# Capturing the geometry of inflection points of polynomials in the algebra of schemes

First of all, I am considering a simple example where inflection point(s) are easy to find. I have constructed a cubic of one real variable, $$f(x) = x^3-6x^2+11x-6$$ which has roots $1,2,$ and $3$. Furthermore, taking two derivatives ($f^{\prime \prime}$ (x)) and solving for the roots, gives us that there is an inflection at $$x = 2$$

I am trying to see how the geometry of this inflection/undulation point for this example is related to the algebra of schemes.

Take the functor $Z_T: \mathbf{Alg_R} \rightarrow \mathbf{Sets}$ , which gives us the simultaneous solution set to all polynomials in $T\subset R[x_1,\ldots,x_s]$, in any R-Algebra $C$.

Functorialising our problem above means setting $R = \mathbb{R}$, $T = \langle x^3-6x^2+11x-6\rangle\subset \mathbb{R}[x]$, and $$A = \frac{\mathbb{R}[x]}{\langle (x-1)(x-2)(x-3) \rangle}$$ for the natural correspondence $\text{Spec}_{\mathbb{R}}(A)\cong Z_T$.

I have constructed the above because I am hoping that there is some precise way of viewing the inflection at $x=2$ in the algebra. I feel that it is natural that I should be looking at some property of the representing ring $A$, or Spec but I have no intuition for what.
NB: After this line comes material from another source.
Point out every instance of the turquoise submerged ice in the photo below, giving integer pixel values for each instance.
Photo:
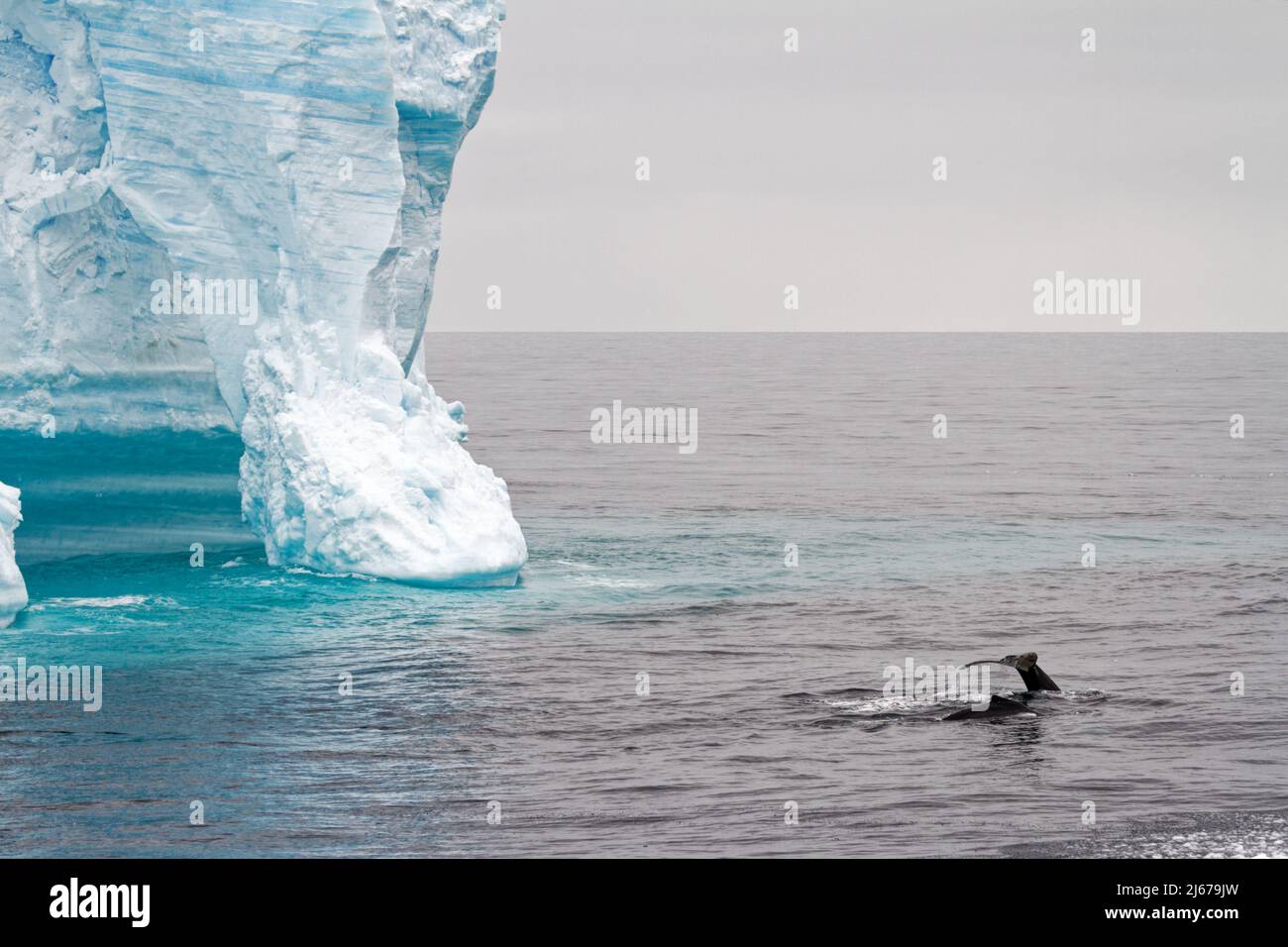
(230, 218)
At risk of being hand-wavy, I know that 'tangential intersections' corresponds to 'multiple roots', which corresponds to nilpotents, and I was hoping to find a similar property here.

Thanks!

• I have no education in the algebra of schemes, but if it helps, Nickalls has a nice analysis of the geometry of the cubic here: nickalls.org/dick/papers/maths/cubic1993.pdf Aug 26, 2017 at 13:11

I think rather than the three points that are the zeroes of $f$, you are really interested in the plane curve given by $C: y = x^3-6x^2+11x-6$. The coordinate ring (over $\mathbb{R}$) of this curve is $$A = \mathbb{R}[C] = \frac{\mathbb{R}[x,y]}{\langle y - (x^3-6x^2+11x-6)\rangle} \, .$$ The point $P = (2,0)$ corresponds to the maximal ideal $\mathfrak{p} = \langle x-2,y \rangle$. The tangent line $\ell$ to $C$ at $P$ is $$\ell = F_x(P)(x - 2) + F_y(P)(y - 0) = x-2 + y$$ where $F = y - (x^3-6x^2+11x-6)$.
The fact that $P$ is an inflection point can be detected by calculating the order of vanishing of the tangent line $\ell$ in the local ring $A_\mathfrak{p}$. Since $C$ is nonsingular at $P$, then $A_\mathfrak{p}$ is a discrete valuation ring (DVR). Let $\mathfrak{m} = \mathfrak{p} A_\mathfrak{p}$ denote its unique maximal ideal. Since the vertical line $x-2 = 0$ is not tangent to $C$ at $P$, then $x-2$ is a uniformizing parameter for $A_\mathfrak{p}$, i.e., $\mathfrak{m} = \langle x-2 \rangle$.
Computing the formal Taylor expansion of $F$ at $P$, we find $$F = (x-2) + y - (x - 2)^3$$ which shows that $$\ell = (x-2) + y = (x-2)^3 \in \mathfrak{m}^3$$ in the local ring $A_\mathfrak{p}$. (Recall that $F = 0$ in $A$ since we are quotienting by its principal ideal.) This shows that $\DeclareMathOperator{\ord}{ord} \ord_P(\ell) = 3$, so $P$ is an inflection point, aka an ordinary flex.